Ich habe auch lange überlegt, ob ich dieses Video hier einstelle, doch weil es nicht direkt von dieser Nation veröffentlicht wurde, verzichte ich an dieser Stelle darauf.
So versuche ich Worte zu finden, die diese Armut und den Schmerz dieser Menschen gerecht wird, doch die gibt es nicht!
Und so frage ich:
- Was würde mit mir geschehen, wenn man mir mein Heimatland nimmt, mit denen bereits
meine Vorfahren verbunden waren?
- Was würde mit mir geschehen, wenn versucht wird, mir meine kulturellen Verbindungen zu
nehmen?
- Was würde mit mir geschehen, wenn ich meine Muttersprache nicht mehr sprechen darf?
- Was würde mit mir geschehen, wenn ich in die Augen meines Kindes schaue und keine
Antwort geben kann, weil ich es selber nicht verstehe?
- Was würde mit mir geschehen, wenn ich nicht mehr sein darf, wer ich bin?

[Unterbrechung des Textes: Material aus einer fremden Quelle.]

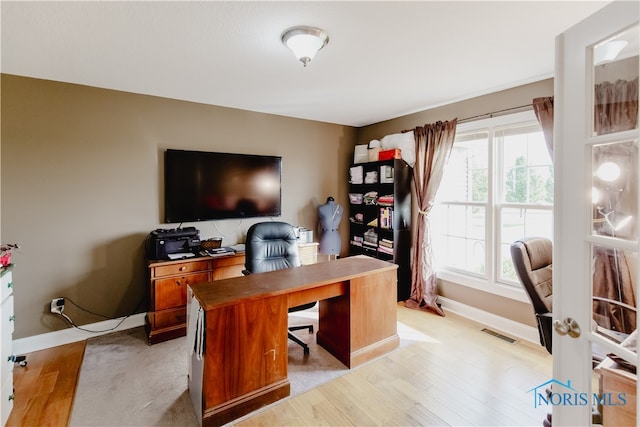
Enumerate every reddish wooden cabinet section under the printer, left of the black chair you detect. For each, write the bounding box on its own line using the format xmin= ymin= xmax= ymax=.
xmin=145 ymin=254 xmax=244 ymax=345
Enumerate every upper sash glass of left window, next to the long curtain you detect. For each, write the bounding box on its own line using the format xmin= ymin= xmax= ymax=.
xmin=437 ymin=132 xmax=489 ymax=202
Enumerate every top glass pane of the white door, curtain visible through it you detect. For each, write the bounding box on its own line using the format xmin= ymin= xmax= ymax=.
xmin=593 ymin=25 xmax=639 ymax=135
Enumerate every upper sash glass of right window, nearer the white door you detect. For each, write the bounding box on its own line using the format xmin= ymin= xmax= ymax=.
xmin=496 ymin=126 xmax=553 ymax=205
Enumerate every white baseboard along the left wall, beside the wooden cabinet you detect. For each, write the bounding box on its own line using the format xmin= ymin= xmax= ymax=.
xmin=13 ymin=313 xmax=146 ymax=355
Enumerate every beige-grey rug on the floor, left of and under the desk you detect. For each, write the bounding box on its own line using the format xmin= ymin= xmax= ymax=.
xmin=69 ymin=311 xmax=356 ymax=426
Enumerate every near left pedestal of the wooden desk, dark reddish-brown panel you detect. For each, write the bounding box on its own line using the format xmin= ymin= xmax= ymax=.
xmin=202 ymin=295 xmax=290 ymax=425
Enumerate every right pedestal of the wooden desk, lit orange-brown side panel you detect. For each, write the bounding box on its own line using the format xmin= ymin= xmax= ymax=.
xmin=316 ymin=270 xmax=400 ymax=368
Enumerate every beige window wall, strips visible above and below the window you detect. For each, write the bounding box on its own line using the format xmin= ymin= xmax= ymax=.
xmin=358 ymin=79 xmax=553 ymax=327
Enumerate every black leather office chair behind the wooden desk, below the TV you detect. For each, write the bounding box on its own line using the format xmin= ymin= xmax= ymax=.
xmin=245 ymin=221 xmax=316 ymax=354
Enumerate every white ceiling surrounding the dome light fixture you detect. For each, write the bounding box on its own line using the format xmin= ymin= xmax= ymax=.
xmin=0 ymin=0 xmax=609 ymax=126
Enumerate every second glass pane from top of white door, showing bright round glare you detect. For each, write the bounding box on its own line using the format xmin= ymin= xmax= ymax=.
xmin=591 ymin=141 xmax=638 ymax=240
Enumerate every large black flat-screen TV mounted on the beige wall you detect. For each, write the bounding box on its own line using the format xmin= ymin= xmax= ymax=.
xmin=164 ymin=149 xmax=282 ymax=223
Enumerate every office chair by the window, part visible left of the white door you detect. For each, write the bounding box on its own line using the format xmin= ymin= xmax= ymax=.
xmin=511 ymin=237 xmax=553 ymax=354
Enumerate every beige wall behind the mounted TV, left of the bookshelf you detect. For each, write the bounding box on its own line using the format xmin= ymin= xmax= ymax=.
xmin=0 ymin=75 xmax=356 ymax=338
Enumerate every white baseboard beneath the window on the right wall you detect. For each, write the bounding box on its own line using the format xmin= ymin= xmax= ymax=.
xmin=438 ymin=297 xmax=540 ymax=344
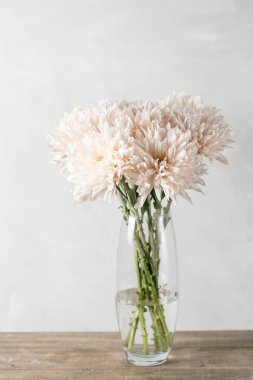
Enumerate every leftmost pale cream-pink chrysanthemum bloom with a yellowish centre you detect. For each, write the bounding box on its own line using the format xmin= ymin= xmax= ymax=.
xmin=49 ymin=102 xmax=133 ymax=201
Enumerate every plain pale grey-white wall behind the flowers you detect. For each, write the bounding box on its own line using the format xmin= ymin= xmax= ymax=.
xmin=0 ymin=0 xmax=253 ymax=331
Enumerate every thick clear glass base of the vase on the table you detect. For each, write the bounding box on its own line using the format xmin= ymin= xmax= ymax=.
xmin=125 ymin=351 xmax=169 ymax=367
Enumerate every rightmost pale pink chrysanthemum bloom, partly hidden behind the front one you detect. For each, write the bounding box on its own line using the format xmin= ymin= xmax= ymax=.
xmin=161 ymin=95 xmax=234 ymax=163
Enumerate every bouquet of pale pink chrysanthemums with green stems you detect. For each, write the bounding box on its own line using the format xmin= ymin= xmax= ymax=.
xmin=49 ymin=95 xmax=233 ymax=365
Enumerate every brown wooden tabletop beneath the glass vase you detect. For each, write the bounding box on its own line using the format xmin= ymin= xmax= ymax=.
xmin=0 ymin=331 xmax=253 ymax=380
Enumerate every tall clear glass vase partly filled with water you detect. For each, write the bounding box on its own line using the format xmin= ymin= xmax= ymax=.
xmin=116 ymin=214 xmax=178 ymax=366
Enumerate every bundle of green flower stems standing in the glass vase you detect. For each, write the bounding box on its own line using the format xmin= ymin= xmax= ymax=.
xmin=117 ymin=178 xmax=173 ymax=354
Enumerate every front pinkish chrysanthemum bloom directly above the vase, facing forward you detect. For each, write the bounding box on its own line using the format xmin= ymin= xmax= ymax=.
xmin=127 ymin=121 xmax=206 ymax=206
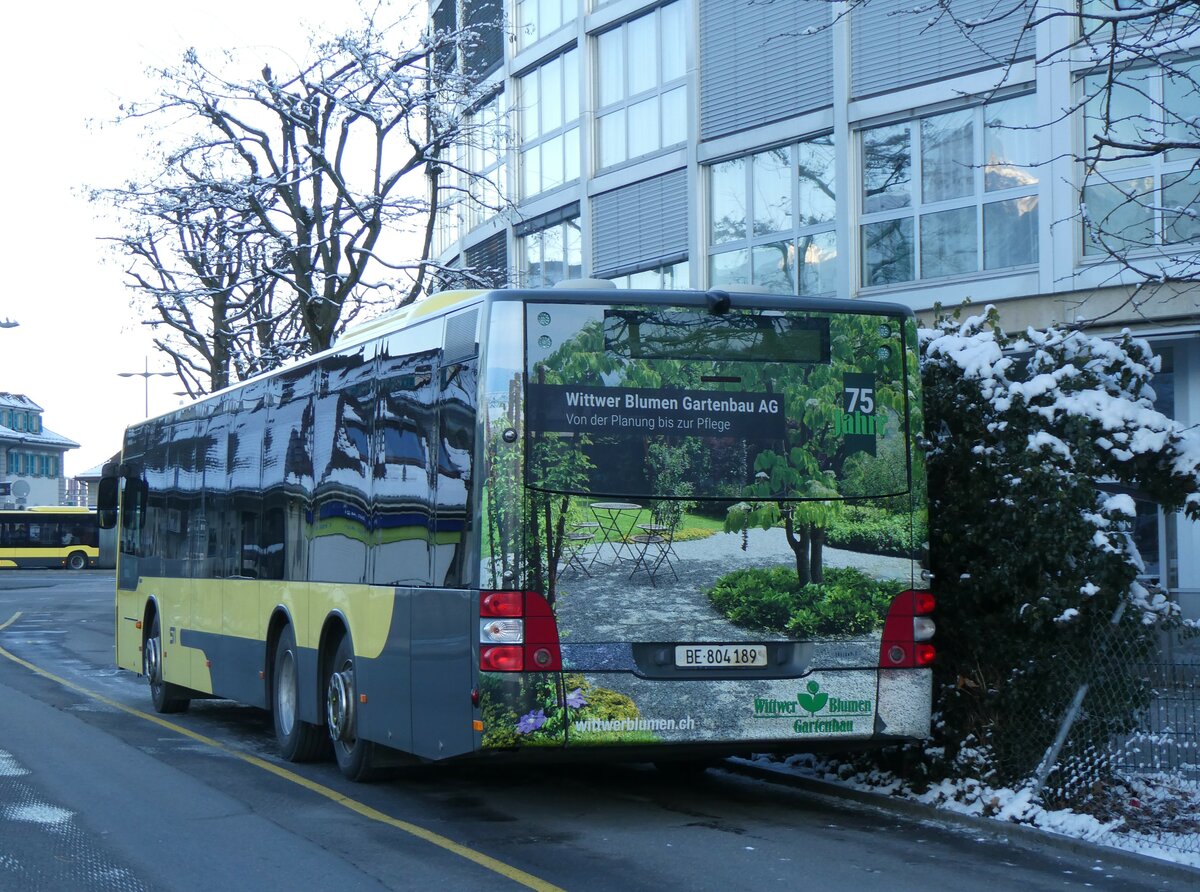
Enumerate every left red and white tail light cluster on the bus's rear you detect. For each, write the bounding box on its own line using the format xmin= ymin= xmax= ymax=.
xmin=479 ymin=591 xmax=563 ymax=672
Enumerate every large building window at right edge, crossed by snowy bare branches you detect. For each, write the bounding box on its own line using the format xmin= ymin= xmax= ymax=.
xmin=1081 ymin=60 xmax=1200 ymax=257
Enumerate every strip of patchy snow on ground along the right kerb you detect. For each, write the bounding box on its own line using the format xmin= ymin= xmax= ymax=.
xmin=755 ymin=754 xmax=1200 ymax=868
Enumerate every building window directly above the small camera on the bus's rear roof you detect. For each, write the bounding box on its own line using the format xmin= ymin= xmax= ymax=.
xmin=708 ymin=136 xmax=838 ymax=294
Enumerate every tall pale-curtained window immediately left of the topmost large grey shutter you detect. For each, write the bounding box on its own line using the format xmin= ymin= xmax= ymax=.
xmin=596 ymin=2 xmax=688 ymax=168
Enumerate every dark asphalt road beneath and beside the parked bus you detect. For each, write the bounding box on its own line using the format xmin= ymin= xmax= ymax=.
xmin=0 ymin=570 xmax=1188 ymax=892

Der letzte Satz hat in mir eine fremde Lautlosigkeit geformt. Fast gedankenlos geht mein Blick zum Himmel. An diesem Morgen schieben sich die Wolken wie eine zähe Masse über das Dach der Welt. Wie Nebel hat es sich über den sonst endlosen Blick gelegt und selbst die Sonnen hat Mühe, ihre Strahlen auf die Erde zu schicken. Milchig ist ihre Schönheit hinter dem grauen Meer zu erkennen. Zurück bleibt ein heller Fleck und das Licht lugt nur noch an wenigen Stellen hervor. Doch an dieser Stelle im Universum, wo ihr Platz seit Anbeginn der Zeit besteht, lässt es sich nicht verdrängen. Sie ist da!
Auch wenn ihre Kraft gebändigt scheint und das Grau sich gänzlich zwischen Himmel und Erde schieben will, sie ist da!

Mit dieser Gewissheit, kehrt meine Aufmerksamkeit zurück in meinem gewohnten Lebensraum. Es nimmt das Bild der kleinen Teekanne, mit dem zarten, floralen Muster, dessen Blau sich auf dem weißen Porzellan widerspiegelt in sich auf.  Das Licht, das den Tee sonst mit der nötigen Wärme versorgt ist erloschen. Ein Lied kehrt in mir zurück, das den gesehenen Beitrag begleitet hatte. Gespeichert auf meinem Handy erklingt es noch einmal und durchbricht sanft die Stille um mich herum. Worte aus einer Sprache, dessen Bedeutung mir fremd sind, erreichen abermals mein Herz und meine Seele. Ein Lied reist durch die Lautlosigkeit und sie ist, wie die Sonne an diesem Morgen. Sie sind hier!


So hole ich den Anker ein, der mich sicher mit der Liegestelle verband. Ich steuere mein Schiff auf eine neue Reise, begleitet wird sie nun von der mir fremden Melodie!